A person cannot be appointed as a member of this board if it does not make the ratio between men and women in the supervisory board more balanced – that is, up to at least one third. If a man or woman is appointed anyway, without it making the ratio more balanced, the appointment is null and void. If the number of members is not divisible by three, the next higher number that is divisible by three shall be taken into account (for example, two out of five). Listed companies are companies with a listing on the Euronext Amsterdam.
The second measure consists of an obligation for large public and private limited-liability companies (that is, large NVs and BVs) to set "appropriate" and "ambitious" targets to improve the gender diversity on their boards (including the supervisory board) and among their senior management personnel.
"Appropriate" means that the target has to depend on the size of the company and the current male and female ratio. "Ambitious" means that a more balanced ratio than currently should be aimed for.

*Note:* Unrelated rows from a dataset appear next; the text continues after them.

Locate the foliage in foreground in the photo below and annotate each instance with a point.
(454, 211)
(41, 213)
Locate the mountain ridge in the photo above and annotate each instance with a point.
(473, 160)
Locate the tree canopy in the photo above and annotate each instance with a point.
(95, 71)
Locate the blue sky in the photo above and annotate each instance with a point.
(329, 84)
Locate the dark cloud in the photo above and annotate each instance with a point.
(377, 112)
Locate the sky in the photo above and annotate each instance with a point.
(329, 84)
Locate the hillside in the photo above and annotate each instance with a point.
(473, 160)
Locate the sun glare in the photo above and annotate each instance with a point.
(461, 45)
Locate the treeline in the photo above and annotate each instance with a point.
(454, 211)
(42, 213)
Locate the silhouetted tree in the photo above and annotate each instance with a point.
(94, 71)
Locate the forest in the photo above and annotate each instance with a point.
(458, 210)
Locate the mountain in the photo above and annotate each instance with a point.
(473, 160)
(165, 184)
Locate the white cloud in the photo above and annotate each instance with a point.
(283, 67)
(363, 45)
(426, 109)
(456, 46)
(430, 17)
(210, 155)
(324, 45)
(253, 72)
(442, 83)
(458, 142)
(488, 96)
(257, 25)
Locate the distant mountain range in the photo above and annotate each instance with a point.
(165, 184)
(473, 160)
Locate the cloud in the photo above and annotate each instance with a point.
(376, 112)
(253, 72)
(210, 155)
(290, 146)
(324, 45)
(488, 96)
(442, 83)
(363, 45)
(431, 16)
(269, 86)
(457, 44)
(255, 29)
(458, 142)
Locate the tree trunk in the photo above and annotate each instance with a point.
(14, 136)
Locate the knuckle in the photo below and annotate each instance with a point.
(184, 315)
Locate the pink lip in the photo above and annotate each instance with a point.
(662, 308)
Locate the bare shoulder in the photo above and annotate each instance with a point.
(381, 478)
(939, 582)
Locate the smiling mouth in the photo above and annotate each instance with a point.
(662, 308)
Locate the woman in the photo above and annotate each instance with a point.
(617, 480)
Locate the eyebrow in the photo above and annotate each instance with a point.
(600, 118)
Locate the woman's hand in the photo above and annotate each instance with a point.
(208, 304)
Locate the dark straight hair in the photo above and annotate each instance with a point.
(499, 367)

Large companies are public and private limited companies that meet at least two of the following three criteria: the value of their assets are more than €20 million, net turnover is more than €40 million and they have 250 employees or more. The companies are required to report annually on their progress.
The ''sanction'' of the first measure is that the appointment of the supervisory board member is null and void. The second measure carries no sanction. However, the Dutch Social and Economic Council publishes the data of all companies on its website; a low target or poor results can, therefore, create public pressure.
The European Directive
The proposal for the Directive was published on 16 June 2022. The Directive aims to introduce transparent recruitment procedures to ensure a more balanced male-female ratio.
The Member States have to ensure that listed companies are subject to either of the following objectives: members of the under-represented sex hold at least 40% of non-executive director positions, or members of the under-represented sex hold at least 33% of all director positions, including both executive and non-executive directors. The ''non-executive director'' means any member of a unitary board other than an executive director and any member of a supervisory board in a dual board system. Companies must comply with this target by 30 June 2026.
The Member States have to ensure that listed companies which do not meet the target, adjust the process for the selection of candidates for appointment or election to the director positions. The selection shall be carried out on the basis of a comparative analysis of the qualifications of each candidate by applying in a non-discriminatory manner and throughout the entire selection process – including the preparation of vacancy notices, the preselection, the shortlisting or the establishment of selection pools of candidates – clear, neutrally formulated and unambiguous criteria established in advance of the process. When choosing between candidates who are equally qualified in terms of suitability, competence and professional performance, priority will be given to the candidate of the under-represented sex, unless in exceptional cases and for reasons of greater legal weight (such as the pursuit of other diversity policies).
The Member States have to require listed companies to provide information to the competent authorities once a year about the gender representation on their boards and regarding the measures taken to attaining the target. The listed companies also have to publish that information in an appropriate and easily accessible manner on their websites.
The Member States have to lay down rules on penalties applicable to infringements by listed companies. The penalties must be effective, proportionate and dissuasive, and may comprise fines or the nullity or annulment declared by a judicial body of the selection of directors made contrary to the legislation.
The Directive does not apply to small and medium-sized enterprises, which are companies that employ less than 250 persons and have an annual turnover not exceeding €50 million or an annual balance sheet total not exceeding €43 million.
The provisional agreement has to be formally approved by the European Parliament and the European Council. Member States have to implement the Directive two years after it has been adopted. However, if a Member State already took certain measures to ensure the gender parity on boards of listed companies, it is possible to suspend the implementation of the objectives of the Directive. Therefore, the Netherlands could implement the Directive at a later moment. For other Member States – the ones that did not took certain measures to ensure the gender parity on boards – the Directive needs to be implemented and listed companies will need to comply with the regulations by 30 June 2026.